At issue was the allegation that Bouley has long violated his current sidewalk café permit by having too many outdoor tables and keeping the tables too close to the edge of the sidewalk. Board members also recalled older slights.

“He hasn’t met a law that he particularly likes to follow,” said board member Julie Nadel, whose condo has battled Bouley.

The board vote was mixed, denying the application 27 to 13 with two abstentions. Those in favor of renewing the license argued that the board was being too nitpicky about the size of Bouley’s current café. The majority, however, said that Bouley’s repeated violations of his current license demonstrates a pattern of community disregard that must be dealt with.

Whether Bouley Bakery actually loses its sidewalk café remains to be seen, since the Department of Consumer Affairs will have the final say on the renewal application.

‘Shout out’ delivery
Alyssa Polack, former founder and principal of P.S. 150, told us to send a “shout out” to all of the parents, kids and teachers she misses from her Tribeca days.

“Life has just been really different here — I miss the familiarity that New York holds for me — I have so many professional and personal relationships there,” she said by telephone from Minneapolis.

Polack left Tribeca two years ago after her husband was hired as editor-in-chief of Milkweed Editions, a literary publisher.

Two years later, she is enjoying her time with her children and the beautiful Minnesota landscape. However, she is looking for work in the next school year.

“I’m not looking to be a principal again right now,” she said. “I want to either work as a consultant or work with teachers really focusing on professional development. Once I find that, life will be close to perfect here.”

Beaver covers up
The William Beaver House, Andre Balazs’ new condo project at the corner of William and Beaver Sts., has decided to put its clothes back on.

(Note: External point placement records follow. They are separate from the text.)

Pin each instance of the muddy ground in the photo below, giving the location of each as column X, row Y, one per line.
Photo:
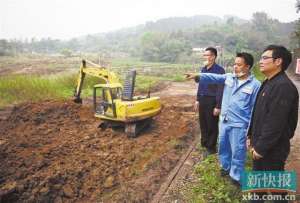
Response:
column 53, row 151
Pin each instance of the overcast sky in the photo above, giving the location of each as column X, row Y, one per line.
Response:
column 64, row 19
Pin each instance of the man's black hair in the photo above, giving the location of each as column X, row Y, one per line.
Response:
column 280, row 52
column 212, row 50
column 248, row 58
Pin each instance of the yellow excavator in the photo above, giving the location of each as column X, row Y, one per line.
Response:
column 116, row 104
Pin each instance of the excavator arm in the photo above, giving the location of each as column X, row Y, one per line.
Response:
column 95, row 70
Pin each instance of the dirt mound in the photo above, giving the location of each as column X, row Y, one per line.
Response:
column 53, row 151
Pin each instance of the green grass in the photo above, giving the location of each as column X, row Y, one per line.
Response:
column 211, row 187
column 23, row 88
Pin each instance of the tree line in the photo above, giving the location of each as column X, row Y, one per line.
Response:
column 170, row 40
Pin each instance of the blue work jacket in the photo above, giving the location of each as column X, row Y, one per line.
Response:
column 238, row 101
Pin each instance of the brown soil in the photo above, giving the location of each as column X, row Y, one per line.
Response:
column 54, row 152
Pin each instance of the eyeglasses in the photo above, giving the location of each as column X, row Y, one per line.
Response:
column 263, row 58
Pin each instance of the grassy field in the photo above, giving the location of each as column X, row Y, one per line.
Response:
column 28, row 78
column 34, row 78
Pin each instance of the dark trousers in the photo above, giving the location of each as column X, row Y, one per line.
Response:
column 208, row 123
column 268, row 165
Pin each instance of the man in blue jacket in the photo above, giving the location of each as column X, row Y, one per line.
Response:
column 208, row 103
column 238, row 100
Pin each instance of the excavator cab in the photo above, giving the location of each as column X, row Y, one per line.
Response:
column 116, row 104
column 104, row 96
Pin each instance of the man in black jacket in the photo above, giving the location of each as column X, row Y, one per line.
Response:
column 275, row 113
column 208, row 103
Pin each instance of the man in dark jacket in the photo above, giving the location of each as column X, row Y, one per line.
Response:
column 275, row 113
column 209, row 97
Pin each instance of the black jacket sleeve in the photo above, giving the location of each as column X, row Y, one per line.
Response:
column 280, row 108
column 219, row 94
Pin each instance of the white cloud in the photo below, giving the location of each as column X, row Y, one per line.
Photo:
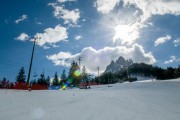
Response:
column 62, row 1
column 176, row 42
column 52, row 35
column 126, row 34
column 172, row 59
column 22, row 37
column 69, row 16
column 162, row 40
column 22, row 18
column 148, row 7
column 78, row 37
column 105, row 6
column 93, row 58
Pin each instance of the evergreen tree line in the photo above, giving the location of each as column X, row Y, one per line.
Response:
column 140, row 69
column 75, row 76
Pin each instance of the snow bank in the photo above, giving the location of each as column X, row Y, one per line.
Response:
column 157, row 100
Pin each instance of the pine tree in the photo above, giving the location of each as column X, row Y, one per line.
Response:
column 21, row 75
column 56, row 80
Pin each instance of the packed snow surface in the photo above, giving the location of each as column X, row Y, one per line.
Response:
column 151, row 100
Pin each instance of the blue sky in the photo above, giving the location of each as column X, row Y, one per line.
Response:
column 97, row 30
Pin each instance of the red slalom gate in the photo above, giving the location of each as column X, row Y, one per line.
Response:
column 24, row 86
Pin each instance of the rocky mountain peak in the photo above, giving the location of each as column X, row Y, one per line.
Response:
column 118, row 65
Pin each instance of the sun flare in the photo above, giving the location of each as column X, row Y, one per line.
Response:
column 121, row 31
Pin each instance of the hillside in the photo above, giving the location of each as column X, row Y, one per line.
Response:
column 153, row 100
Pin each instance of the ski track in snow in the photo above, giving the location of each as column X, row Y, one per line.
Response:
column 152, row 100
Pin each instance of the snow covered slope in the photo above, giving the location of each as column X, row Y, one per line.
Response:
column 157, row 100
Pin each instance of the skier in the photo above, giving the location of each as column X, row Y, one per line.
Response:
column 29, row 87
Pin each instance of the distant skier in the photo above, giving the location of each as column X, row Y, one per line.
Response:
column 29, row 87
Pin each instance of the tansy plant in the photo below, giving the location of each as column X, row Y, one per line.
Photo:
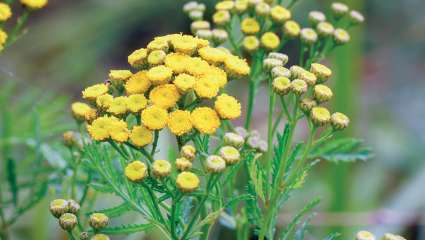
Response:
column 9, row 36
column 177, row 85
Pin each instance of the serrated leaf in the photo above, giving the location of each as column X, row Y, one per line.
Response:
column 127, row 229
column 113, row 211
column 342, row 150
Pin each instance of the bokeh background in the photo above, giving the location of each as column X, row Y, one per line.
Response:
column 381, row 84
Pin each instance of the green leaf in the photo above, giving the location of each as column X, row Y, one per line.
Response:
column 113, row 211
column 11, row 179
column 127, row 229
column 342, row 150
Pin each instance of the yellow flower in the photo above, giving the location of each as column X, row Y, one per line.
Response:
column 177, row 62
column 205, row 120
column 92, row 92
column 118, row 130
column 154, row 117
column 119, row 76
column 104, row 101
column 136, row 171
column 99, row 128
column 34, row 4
column 236, row 66
column 140, row 136
column 138, row 83
column 183, row 164
column 179, row 122
column 250, row 26
column 118, row 106
column 270, row 40
column 187, row 181
column 5, row 12
column 227, row 107
column 205, row 88
column 184, row 82
column 159, row 74
column 161, row 168
column 212, row 55
column 82, row 111
column 136, row 102
column 291, row 29
column 184, row 44
column 165, row 96
column 280, row 14
column 138, row 58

The Beaver tower made a big splash with its initial marketing campaign, which featured eye-assaulting yellow banners, a martini-gulping cartoon mascot named William Beaver and dozens of renderings of half-naked imaginary residents. However, after the building attracted higher-than-expected numbers of families and couples, the project decided to tone down its flashy Web site (

Now, the building renderings are mostly free of nude cartoons and the site offers serious, adult-type features like a mortgage and tax calculator. Fans of Balazs’ more over-the-top efforts should take heart, though — the Billy Beaver mascot remains part of the project, as do the building’s in-house bar, movie theater and glass-bottomed hot tub.

Wall St. goes Pinko
There was no promotional gelato in signature colors as Hermes secured for its Financial District opening last week. There was no round-the-block line, as the iPhone purveying Apple store in Soho developed this week.

Without frenzy or frosty treats, high-end clothier Thomas Pink still managed to open its new Financial District location at 63 Wall St. on Monday. The more sedate debut was probably fitting for a British chain best known for its impeccably tailored button-down shirts. The new store will also carry womenswear and, compared to Hermes’ $300 versions, the Thomas Pink silk scarves are a practical steal at $195.